Do I need to do something similar to SRegOrLds, then?

Also:

  • Do I need to do this for 32 bit apertures or 64 bit apertures only?
  • If I remove Aperture registers from SReg and create a superclass, won't I need to update instruction definitions to use that superclass instead of SReg? Won't that require a lot of changes?

And I suppose all those changes should be in a separate patch, right?

arsenm added inline comments.Nov 23 2022, 10:23 AM
llvm/lib/Target/AMDGPU/AMDGPUInstructionSelector.cpp
149–150 ↗(On Diff #477113)

Do I need to do this for 32 bit apertures or 64 bit apertures only?

Well the 32-bit register cases are purely artificial. I'd assume these are included only by the broadest set of SGPRs (ideally wouldn't be in any allocatable set)
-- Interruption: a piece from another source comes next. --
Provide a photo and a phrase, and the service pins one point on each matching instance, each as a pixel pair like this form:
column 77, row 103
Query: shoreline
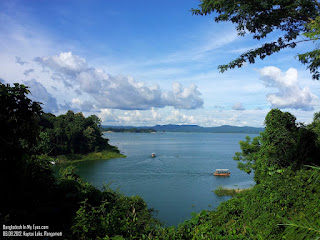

If I remove Aperture registers from SReg and create a superclass, won't I need to update instruction definitions to use that superclass instead of SReg? Won't that require a lot of changes?

This is a question of naming. I'd probably lean towards leaving the SReg name/operands as-is, and introducing an allocatable subclass that excludes them (e.g. like SReg_64_XEXEC)

Pierre-vh updated this revision to Diff 478210.Nov 28 2022, 5:58 AM
Pierre-vh marked an inline comment as done.

Addressing comments following discussion

arsenm accepted this revision.Nov 28 2022, 6:44 AM

LGTM assuming this actually works

This revision is now accepted and ready to land.Nov 28 2022, 6:44 AM
This revision was landed with ongoing or failed builds.Nov 30 2022, 4:25 AM
This revision was automatically updated to reflect the committed changes.